Мелисса, теперь уже по собственной инициативе, отправилась на Новую территорию: ей осточертело видеть вокруг любопытные глаза жадных до сплетен друзей и знакомых. Каждый день для нее превращался в небольшое сражение. И она соскучилась по одиночеству.
– Так странно увидеть рождественские елки, искусственный снег и Санта-Клауса в жару и при ярком солнце, – сказала Элизабет, когда они прогуливались по Перту. Они заглядывались на украшенные витрины магазинов, пытаясь найти какой-нибудь рождественский подарок для Романа. Риф слегка сжал ее ладонь.
– Все забываю, что ты еще никогда не была на Рождество в южном полушарии. Завтра мы отправляемся на пляж. Вот когда ты и вовсе потеряешь ориентацию во времени.
Они прошли мимо газетного киоска. Лежавшие на прилавке английские газеты месячной давности привлекали заголовками: «Ну же, Гитлер! Мы готовы встретиться!»
– Что-то нам принесет грядущий год? – неожиданно погрустнев, спросила Элизабет.
Он успокаивающе похлопал ее по руке. Как-никак был праздник, и Рифу не хотелось думать о Гитлере, о японцах, о мраке, в который медленно и неотвратимо погружался мир.
– Ребенка, – ответил он, намеренно делая вид, что не понял ее. – Нашего ребенка.
Ее грусть прошла, как и надеялся Риф, она покрепче ухватилась за его руку.
– Медсестра в клинике говорит, что буквально через несколько недель он уже будет шевелиться. Интересно, что это за ощущения?
– Скорее всего незабываемые, – с улыбкой ответил Риф.
Они проходили мимо очередной витрины. На серебристо-сером фоне была выставлена бронзовая голова изящной работы.
Риф прищурился и оценивающе посмотрел на скульптуру. Затем внезапно остановился.
– Ну, хватит глазеть на витрины, – сказал он, притягивая Элизабет поближе. – Ты взгляни!
Она подошла и прочитала имя, выгравированное золотыми буквами: ВОЛЬФГАНГ АМАДЕЙ МОЦАРТ.
– О... – тихо выдохнула она. – Это прекрасно, Риф...
– И будет отличным подарком Роману. Пойдем, наши поиски увенчались успехом.
– Превосходная вещица! – Роман Раковский не мог отвести взгляда от подарка. Его глаза радостно блестели. Он бережно вытащил бронзового Моцарта из шуршащей оберточной бумаги.

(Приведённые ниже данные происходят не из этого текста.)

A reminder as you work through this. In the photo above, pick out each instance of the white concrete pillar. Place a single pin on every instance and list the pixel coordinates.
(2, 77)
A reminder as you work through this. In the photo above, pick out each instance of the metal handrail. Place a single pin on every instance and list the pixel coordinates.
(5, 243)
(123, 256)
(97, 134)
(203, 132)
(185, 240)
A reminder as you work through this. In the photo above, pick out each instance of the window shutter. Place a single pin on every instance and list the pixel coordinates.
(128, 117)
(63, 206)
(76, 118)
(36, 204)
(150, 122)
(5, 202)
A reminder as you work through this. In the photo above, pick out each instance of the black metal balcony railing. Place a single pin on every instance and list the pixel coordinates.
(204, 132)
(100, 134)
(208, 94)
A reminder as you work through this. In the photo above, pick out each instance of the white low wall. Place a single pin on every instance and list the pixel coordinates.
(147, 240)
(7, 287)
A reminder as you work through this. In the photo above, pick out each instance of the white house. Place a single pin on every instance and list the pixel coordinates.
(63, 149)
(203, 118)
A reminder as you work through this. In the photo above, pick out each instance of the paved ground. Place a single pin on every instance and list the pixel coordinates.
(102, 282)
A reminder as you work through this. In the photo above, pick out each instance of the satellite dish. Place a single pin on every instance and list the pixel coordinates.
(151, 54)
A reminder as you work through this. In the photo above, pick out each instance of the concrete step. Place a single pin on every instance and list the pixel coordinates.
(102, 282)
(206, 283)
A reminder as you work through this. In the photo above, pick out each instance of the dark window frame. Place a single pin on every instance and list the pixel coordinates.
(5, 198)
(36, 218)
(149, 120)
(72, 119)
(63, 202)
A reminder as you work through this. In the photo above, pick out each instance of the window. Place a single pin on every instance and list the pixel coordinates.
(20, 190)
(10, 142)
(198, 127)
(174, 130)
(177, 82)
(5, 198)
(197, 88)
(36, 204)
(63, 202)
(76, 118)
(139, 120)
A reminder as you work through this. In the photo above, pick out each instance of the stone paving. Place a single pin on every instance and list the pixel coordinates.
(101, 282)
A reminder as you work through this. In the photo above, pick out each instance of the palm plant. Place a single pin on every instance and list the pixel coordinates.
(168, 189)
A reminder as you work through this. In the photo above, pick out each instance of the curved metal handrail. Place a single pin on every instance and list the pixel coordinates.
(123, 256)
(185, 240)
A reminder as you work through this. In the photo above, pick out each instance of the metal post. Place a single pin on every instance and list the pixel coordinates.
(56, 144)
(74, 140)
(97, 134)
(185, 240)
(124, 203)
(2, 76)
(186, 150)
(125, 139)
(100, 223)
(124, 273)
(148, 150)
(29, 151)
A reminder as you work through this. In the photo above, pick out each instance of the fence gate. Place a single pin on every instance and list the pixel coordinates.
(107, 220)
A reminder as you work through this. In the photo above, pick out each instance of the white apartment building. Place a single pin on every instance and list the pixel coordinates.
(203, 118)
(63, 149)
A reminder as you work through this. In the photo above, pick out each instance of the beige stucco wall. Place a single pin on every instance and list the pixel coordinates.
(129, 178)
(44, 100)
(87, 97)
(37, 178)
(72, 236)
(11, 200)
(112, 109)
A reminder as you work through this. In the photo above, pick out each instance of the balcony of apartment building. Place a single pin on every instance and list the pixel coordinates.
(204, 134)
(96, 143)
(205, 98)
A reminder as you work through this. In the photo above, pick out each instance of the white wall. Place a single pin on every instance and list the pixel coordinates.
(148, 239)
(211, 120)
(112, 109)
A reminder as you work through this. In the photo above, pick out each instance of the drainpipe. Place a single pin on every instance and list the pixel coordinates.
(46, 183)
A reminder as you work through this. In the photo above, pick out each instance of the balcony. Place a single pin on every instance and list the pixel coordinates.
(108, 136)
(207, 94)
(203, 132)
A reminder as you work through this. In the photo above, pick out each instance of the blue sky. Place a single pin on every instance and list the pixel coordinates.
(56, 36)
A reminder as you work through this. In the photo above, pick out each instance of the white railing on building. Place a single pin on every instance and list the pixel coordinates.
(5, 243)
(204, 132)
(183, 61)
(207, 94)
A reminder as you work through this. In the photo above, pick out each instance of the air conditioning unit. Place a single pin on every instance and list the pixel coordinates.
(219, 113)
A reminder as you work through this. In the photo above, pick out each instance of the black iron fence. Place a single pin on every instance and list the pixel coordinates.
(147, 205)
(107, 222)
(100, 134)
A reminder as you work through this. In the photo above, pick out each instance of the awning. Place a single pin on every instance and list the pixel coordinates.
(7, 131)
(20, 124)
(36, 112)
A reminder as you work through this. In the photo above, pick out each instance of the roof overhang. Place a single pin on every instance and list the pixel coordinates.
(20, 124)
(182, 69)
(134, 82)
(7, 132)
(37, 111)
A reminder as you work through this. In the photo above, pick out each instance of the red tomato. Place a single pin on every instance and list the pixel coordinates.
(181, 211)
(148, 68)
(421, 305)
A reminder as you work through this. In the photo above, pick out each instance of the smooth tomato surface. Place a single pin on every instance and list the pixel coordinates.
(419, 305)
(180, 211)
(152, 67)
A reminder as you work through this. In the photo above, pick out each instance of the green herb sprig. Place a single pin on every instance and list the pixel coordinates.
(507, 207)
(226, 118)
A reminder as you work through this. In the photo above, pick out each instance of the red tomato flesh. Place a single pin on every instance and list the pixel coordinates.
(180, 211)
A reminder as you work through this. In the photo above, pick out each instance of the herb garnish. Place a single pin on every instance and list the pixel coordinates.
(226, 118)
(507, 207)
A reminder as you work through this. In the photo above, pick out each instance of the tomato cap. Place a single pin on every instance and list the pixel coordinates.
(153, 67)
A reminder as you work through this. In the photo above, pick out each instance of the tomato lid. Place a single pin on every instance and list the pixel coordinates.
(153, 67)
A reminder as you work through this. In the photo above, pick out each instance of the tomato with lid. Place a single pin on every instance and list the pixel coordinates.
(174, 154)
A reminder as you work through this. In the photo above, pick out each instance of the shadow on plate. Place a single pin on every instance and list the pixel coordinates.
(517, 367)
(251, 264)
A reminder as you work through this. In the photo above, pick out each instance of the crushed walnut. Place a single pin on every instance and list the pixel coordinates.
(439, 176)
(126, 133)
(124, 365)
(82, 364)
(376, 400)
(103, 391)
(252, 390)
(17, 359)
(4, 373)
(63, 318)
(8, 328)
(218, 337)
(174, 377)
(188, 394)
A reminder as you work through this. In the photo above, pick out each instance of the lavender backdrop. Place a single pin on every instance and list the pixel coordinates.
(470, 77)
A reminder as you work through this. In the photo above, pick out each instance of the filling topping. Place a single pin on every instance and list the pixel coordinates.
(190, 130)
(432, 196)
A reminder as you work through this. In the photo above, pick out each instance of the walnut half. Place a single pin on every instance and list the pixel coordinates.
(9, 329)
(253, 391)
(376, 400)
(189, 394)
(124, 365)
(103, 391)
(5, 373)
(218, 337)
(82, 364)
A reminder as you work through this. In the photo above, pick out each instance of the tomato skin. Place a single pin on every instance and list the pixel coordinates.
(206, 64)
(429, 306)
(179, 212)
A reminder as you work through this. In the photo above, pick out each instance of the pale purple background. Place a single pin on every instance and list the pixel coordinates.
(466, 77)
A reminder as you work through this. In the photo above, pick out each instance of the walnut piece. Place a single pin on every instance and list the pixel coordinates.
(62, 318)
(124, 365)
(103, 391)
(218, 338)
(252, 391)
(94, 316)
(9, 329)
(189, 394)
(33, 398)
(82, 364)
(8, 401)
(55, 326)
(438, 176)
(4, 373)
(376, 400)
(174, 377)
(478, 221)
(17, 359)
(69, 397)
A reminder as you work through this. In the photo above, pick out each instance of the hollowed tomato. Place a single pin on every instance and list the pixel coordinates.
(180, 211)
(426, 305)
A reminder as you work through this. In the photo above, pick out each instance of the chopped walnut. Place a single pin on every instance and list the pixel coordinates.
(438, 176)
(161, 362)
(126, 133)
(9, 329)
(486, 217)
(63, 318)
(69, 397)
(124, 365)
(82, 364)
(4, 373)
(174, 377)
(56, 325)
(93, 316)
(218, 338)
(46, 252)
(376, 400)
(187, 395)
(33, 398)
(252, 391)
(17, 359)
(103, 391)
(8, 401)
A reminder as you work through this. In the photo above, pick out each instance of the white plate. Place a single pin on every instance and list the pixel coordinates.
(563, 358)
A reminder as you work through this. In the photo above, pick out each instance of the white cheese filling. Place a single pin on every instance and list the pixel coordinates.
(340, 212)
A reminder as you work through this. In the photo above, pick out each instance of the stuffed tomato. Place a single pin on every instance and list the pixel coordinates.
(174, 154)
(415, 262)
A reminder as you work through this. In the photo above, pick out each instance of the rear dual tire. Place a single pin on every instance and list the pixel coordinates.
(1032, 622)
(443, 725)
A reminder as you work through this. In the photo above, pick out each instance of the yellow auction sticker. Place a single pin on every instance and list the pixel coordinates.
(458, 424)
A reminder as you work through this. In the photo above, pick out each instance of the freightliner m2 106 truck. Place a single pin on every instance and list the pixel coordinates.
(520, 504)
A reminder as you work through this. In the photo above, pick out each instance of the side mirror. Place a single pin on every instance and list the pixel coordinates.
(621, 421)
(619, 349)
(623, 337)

Они сидели в пустом концертном зале Перта. Элизабет и Риф были под впечатлением исполнения оркестра: Раковский репетировал с коллективом концертную программу, исполняемую в этот вечер. И вот в зале остались лишь они трое. Элизабет постоянно ощущала присутствие «Стейнвея», который стоял на сцене чуть в стороне. Роман, в свою очередь, подарил им небольшую картину, изображавшую Давида с пращой в руке. Юноша бесстрашно смотрел вдаль, где могли находиться филистимляне или Голиаф.
– Картина показалась мне символичной, – сказал Роман, и его голос гулко наполнил пустой зал. – Маленький герой, который противостоит превосходящей силе. Мне это напоминает ситуацию в Гонконге.
– Изумительная картина! – искренне сказала Элизабет. – Художник очень удачно подобрал краски.
Весь облик Давида дышал чистотой и смелостью, и от этого ком вставал в горле.
Роман Раковский оказался совсем не таким, каким его себе представляла Элизабет. Он походил больше на медведя; его светлые волосы лежали огромной непослушной копной. У Романа была привычка проводить рукой по волосам, объясняя что-то музыкантам. Для дирижера высочайшего международного уровня он был очень молод, но Элизабет поняла, как ему удалось достигнуть столь высокого мастерства. В его облике была исключительная серьезность и сила. Казалось, волны исходящей от него энергии воздействуют на слушателей.
– Ну, что ты думаешь, мой друг? – спросил он, спускаясь со сцены в зал после репетиции. Он по-братски обнял Рифа, с которым давно не виделся, и сейчас был очень рад встрече. – Оркестр звучит несколько иначе? – Он обернулся к Элизабет, его лицо было доброжелательным и приветливым. – Сейчас тон задают струнные, если вы обратили внимание. Мы приглушили басы, они у нас не доминируют, как в других оркестрах. Для исполнения классической музыки это именно то, что нужно, вы не находите?
Обняв за плечи Элизабет и Рифа, он повел их в правый угол сцены, где у него был припасен термос с горячим кофе.
– Это наши трудности. – Он, извиняясь, пожал огромными плечами. – Выпили бы шампанского за встречу, но, увы, придется подождать до вечера. Я могу это себе позволить только после выступления.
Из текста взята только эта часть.